The vote yes campaign has continually claimed that passing Issue Two would save Ohioans $400 million. During the forum Borges even referenced some passages from the study that sounded as if they supported this position, such as this:
However, theoretically, if all the issues identified in this analysis were worked through to successfully implement issue 2, it is likely there would be some state savings.
As well as:
The other state entities and programs with prescription drug spending – OSU medical center, higher education institutions, state employee health benefits, workers’ compensation, institutional facilities, and CMH – are similar to one another in the amount of discounts and rebates they receive, which is far less than Medicaid. Thus, they generally appear to pay more that the VA pays for prescription drugs. So theoretically, if suppliers agreed to provide drugs currently purchased by the state and the VA at the lower VA prices, without any manufacturer response or implementation impediments, there could be savings in the millions of dollars.

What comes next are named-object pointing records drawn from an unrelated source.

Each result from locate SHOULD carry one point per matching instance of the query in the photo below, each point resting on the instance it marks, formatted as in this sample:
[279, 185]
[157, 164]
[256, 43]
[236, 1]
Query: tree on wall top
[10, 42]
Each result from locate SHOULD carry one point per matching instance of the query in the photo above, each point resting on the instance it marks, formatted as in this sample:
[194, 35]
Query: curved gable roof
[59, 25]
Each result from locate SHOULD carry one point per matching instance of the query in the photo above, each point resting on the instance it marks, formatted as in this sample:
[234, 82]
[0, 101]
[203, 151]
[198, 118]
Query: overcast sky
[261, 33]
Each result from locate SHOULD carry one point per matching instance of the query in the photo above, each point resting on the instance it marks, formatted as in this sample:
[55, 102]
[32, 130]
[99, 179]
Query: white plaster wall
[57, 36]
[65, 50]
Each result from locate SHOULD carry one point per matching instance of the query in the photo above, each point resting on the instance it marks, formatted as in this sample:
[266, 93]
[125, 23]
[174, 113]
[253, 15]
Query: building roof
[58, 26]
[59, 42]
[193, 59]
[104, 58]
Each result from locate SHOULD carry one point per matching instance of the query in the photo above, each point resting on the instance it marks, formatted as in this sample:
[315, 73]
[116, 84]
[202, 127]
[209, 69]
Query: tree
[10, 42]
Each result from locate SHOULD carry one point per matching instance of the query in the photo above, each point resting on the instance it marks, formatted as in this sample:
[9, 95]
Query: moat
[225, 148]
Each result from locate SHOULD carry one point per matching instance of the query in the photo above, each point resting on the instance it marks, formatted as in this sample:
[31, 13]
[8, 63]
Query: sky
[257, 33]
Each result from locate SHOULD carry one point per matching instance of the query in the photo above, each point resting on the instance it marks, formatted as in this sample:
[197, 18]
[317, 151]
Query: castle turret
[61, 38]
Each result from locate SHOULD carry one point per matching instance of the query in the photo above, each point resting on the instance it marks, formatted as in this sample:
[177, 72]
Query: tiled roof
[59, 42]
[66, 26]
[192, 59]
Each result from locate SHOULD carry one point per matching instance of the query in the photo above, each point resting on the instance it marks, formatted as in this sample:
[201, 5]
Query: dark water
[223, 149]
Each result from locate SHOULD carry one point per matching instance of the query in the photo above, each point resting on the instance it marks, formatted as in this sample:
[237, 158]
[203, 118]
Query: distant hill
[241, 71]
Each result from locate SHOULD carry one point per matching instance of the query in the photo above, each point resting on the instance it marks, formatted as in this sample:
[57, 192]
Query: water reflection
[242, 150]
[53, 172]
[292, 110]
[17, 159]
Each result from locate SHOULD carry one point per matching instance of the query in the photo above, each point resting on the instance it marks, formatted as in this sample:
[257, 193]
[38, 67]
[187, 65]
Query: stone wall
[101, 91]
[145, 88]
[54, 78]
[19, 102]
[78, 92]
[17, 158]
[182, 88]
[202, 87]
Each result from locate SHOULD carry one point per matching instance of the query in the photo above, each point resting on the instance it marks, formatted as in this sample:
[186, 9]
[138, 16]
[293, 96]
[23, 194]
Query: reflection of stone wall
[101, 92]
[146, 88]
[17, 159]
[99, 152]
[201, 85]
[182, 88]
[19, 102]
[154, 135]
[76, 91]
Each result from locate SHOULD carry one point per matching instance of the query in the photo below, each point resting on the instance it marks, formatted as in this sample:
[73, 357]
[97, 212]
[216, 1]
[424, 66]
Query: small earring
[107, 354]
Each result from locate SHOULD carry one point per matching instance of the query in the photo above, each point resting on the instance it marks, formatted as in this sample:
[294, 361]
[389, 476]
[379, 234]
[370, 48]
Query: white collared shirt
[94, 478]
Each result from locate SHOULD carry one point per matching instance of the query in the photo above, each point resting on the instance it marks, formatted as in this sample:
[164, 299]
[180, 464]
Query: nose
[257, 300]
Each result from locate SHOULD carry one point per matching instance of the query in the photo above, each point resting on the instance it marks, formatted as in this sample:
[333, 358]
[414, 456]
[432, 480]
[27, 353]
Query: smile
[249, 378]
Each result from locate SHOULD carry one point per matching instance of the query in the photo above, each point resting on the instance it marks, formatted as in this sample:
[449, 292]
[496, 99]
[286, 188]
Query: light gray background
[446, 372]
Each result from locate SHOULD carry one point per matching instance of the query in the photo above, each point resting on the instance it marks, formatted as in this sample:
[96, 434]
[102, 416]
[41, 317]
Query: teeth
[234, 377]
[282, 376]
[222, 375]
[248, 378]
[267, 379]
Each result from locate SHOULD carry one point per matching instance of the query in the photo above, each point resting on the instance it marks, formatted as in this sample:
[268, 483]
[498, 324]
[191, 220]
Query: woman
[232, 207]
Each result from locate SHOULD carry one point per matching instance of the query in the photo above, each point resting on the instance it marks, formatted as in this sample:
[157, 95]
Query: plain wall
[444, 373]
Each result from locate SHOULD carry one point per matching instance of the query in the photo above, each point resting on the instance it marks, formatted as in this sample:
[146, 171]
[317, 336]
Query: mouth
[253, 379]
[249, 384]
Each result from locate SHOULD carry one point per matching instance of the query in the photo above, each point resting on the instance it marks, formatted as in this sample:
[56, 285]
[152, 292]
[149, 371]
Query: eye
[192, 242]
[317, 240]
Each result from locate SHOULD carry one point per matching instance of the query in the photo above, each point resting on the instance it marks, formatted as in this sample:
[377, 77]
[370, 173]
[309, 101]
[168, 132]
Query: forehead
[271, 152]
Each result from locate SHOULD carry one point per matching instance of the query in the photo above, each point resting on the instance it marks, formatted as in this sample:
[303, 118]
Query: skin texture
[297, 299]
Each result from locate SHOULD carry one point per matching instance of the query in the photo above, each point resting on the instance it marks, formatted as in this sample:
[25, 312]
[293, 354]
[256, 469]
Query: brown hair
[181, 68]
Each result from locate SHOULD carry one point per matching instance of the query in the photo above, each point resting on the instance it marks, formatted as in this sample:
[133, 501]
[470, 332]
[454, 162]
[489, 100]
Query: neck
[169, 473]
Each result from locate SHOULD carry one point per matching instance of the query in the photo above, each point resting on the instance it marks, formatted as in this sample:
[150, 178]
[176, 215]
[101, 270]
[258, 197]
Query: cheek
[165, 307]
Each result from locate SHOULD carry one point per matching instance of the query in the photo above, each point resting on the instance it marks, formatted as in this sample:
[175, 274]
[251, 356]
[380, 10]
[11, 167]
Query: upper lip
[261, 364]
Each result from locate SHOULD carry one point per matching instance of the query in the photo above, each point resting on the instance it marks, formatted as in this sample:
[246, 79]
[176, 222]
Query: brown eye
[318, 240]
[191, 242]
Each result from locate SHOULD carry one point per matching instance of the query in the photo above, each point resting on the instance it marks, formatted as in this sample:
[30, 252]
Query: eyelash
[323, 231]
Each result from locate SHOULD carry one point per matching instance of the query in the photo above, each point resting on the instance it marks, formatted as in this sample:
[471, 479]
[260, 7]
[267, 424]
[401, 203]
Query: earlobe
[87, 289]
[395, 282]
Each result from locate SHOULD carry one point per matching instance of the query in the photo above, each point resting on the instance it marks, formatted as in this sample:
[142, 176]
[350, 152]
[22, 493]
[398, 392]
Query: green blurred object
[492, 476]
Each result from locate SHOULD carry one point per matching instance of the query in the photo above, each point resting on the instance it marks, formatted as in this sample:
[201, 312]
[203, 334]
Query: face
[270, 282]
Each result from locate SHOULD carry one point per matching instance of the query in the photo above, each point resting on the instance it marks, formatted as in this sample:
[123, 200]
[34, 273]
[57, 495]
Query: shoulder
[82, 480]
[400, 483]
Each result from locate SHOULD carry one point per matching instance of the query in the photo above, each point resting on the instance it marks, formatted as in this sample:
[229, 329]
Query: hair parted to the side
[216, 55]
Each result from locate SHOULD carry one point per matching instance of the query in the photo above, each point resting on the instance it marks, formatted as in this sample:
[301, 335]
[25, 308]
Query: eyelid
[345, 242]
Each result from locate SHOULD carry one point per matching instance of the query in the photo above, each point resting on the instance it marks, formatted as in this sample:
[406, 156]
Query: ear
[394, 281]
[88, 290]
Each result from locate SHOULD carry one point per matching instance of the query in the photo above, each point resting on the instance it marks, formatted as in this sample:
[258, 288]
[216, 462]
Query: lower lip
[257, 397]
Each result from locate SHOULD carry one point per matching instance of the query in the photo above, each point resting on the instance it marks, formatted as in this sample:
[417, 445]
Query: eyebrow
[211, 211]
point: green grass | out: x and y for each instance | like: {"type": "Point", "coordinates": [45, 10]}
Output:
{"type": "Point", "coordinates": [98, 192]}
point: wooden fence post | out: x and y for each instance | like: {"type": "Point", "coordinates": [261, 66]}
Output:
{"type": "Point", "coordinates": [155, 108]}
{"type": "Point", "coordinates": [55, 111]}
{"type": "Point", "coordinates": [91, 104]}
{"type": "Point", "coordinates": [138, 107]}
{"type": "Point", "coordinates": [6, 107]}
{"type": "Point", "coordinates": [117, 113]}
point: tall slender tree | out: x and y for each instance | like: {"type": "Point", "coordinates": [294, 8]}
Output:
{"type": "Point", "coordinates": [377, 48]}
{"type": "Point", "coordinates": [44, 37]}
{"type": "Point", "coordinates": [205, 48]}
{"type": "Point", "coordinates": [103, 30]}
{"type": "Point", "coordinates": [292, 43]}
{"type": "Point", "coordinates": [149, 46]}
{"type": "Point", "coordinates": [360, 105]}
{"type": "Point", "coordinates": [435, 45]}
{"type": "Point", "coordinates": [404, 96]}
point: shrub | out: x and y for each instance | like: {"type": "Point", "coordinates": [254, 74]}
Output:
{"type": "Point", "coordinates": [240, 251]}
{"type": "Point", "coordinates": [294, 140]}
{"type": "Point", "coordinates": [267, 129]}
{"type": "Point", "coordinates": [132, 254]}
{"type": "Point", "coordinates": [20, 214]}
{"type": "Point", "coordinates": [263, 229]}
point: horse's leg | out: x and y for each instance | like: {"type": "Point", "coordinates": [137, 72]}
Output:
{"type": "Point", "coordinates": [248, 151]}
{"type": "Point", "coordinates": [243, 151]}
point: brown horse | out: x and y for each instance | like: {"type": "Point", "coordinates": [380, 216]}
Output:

However, he never clarified that such language carried with it significant caveats that made those savings unlikely.
The entire report can be read here.
Meanwhile, the vote no campaign continued field questions about where their funding comes from; predominantly major pharmaceutical companies.
It is clear the vote yes campaign is taking an approach that focuses on the voter’s opinion of pharmaceutical companies, using negative terms in describing them.
The vote no campaign wants voters to trust local opinions of medical professionals and newspapers, while painting a major financial backer of the vote yes campaign as an outsider trying to influence their vote.
In the end both sides were able to get their message out to the viewers.
Which message stuck, and if it clarified this convoluted issue, remains to be seen.